Although some of Bosworth's subsequent American commissions were office buildings, like the Ocean Cable Office Building (1916) (since demolished), most were houses, estates, and townhouses. This included houses for William Barclay Parsons (at 121 East 65th Street) and Philip Gossler (at 14 East 65th Street) in New York. In the Locust Valley area of Long Island, commissions included "Mallow" (1920), a mansion for Walter Farwell which now houses the East Woods School, and house alterations and a garden for Charles A. Stone. Vail, who was a great admirer of Italian art and had traveled extensively through Italy, asked Bosworth in 1916 to design his home in Morristown, New Jersey. Bosworth also designed extensive gardens for the house of Samuel Untermyer, a famous lawyer in Yonkers and the imposing William Rockefeller Mausoleum in Sleepy Hollow Cemetery (both in New York's Westchester County). In 1925 he designed the unbuilt Egyptian Museum for Cairo. In 1921 Bosworth built his own house, "Old Trees," on Long Island next to that of Stone, inviting the sculptor Gaston Lachaise, with whom he had worked on the AT&T building, to carve four reliefs representing the four seasons out of sandstone.
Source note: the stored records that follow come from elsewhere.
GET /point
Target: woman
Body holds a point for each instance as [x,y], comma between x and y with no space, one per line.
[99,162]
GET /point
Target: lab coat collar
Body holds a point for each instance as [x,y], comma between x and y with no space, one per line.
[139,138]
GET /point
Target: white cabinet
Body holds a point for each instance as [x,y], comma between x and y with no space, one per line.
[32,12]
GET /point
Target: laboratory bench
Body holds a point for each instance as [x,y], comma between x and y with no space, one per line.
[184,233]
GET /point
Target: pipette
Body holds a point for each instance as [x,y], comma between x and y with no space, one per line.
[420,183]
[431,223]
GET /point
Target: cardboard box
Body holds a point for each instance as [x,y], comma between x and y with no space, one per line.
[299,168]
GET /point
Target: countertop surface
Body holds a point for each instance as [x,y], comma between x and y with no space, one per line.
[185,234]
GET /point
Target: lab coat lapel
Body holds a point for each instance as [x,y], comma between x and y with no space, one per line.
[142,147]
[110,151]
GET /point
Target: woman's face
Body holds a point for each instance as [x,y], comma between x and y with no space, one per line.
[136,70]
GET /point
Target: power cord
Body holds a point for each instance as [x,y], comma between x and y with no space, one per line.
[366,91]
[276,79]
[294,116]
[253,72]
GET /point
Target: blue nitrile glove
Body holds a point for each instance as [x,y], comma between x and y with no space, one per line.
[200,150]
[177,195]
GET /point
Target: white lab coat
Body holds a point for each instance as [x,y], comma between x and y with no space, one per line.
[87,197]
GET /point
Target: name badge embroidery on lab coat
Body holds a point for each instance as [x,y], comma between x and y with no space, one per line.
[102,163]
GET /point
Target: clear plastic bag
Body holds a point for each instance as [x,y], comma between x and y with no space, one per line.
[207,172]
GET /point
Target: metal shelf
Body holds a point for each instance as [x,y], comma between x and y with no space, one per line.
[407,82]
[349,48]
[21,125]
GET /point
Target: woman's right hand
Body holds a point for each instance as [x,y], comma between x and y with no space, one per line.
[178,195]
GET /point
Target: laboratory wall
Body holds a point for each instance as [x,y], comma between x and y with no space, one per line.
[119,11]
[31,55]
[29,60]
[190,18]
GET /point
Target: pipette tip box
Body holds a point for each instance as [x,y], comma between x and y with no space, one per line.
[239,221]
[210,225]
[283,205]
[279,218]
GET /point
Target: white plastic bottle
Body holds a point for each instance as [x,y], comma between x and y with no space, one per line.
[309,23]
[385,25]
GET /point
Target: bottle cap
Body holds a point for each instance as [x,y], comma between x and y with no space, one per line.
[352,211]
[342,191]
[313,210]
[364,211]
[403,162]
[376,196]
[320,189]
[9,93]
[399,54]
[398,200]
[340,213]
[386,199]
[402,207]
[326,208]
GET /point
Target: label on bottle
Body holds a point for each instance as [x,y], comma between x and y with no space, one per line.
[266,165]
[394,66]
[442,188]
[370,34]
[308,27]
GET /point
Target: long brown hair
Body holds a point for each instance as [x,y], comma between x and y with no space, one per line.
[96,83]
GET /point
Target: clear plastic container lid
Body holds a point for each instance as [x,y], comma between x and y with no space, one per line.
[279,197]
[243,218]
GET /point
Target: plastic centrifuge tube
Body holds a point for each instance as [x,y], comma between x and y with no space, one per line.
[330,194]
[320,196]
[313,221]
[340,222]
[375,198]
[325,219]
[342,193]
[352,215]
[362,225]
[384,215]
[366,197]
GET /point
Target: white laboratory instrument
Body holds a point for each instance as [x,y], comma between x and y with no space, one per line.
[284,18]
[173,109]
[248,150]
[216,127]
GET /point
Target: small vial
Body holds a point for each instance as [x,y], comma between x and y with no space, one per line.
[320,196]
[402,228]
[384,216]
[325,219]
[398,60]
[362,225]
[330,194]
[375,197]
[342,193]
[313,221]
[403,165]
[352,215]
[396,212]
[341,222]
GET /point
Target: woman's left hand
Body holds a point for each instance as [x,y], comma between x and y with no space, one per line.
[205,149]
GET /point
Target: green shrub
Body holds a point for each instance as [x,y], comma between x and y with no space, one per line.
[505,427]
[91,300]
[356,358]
Bosworth's American career, promising as it was, came to an end when he moved to France. John D. Rockefeller Jr. traveled in France in 1923, became appalled at the dire condition of French monuments, and made a donation of one million dollars in 1924, supplemented by another two million in 1927 to pay for the restoration of the Palace of Versailles and the Palace of Fontainebleau, as well as the rebuilding of the roof of the cathedral Notre-Dame de Reims. Bosworth was named Secrétaire Général of the "Comité Franco-Américain pour la Restauration des Monuments", a Committee created by John D. Rockefeller Jr. to supervise his donations. The five members were selected by the philanthropist and appointed by French President Raymond Poincaré. Former French ambassador to the United States Jean Jules Jusserand was given the presidency of this Committee, while American banker Henry Herman Harjes became its treasurer. The other two members were former Minister for Foreign Affairs Gabriel Hanotaux and historian and diplomat Maurice Paléologue who was also president of the Société des Amis de Versailles.

===Later life===
Although the Rockefeller project ended in 1936, Bosworth remained in his adopted country in semi-retirement, building a house (Villa Marietta) for himself and his family in Vaucresson (1935–1936). He was very active in animating the American Colony in Paris and founded the University Club of Paris in 1935. During WWII, Bosworth was chairman of the Paris committee of the American Volunteer Ambulance Corps. In 1945, he was named membre étranger of the Académie des beaux-arts. In 1949 he headed a fund drive for restoration of the village of Vimoutiers, which had been destroyed by an Allied bombing raid during the battle of Normandy. These efforts earned him considerable recognition in France.

Bosworth died at his home in suburban Vaucresson on June 3, 1966.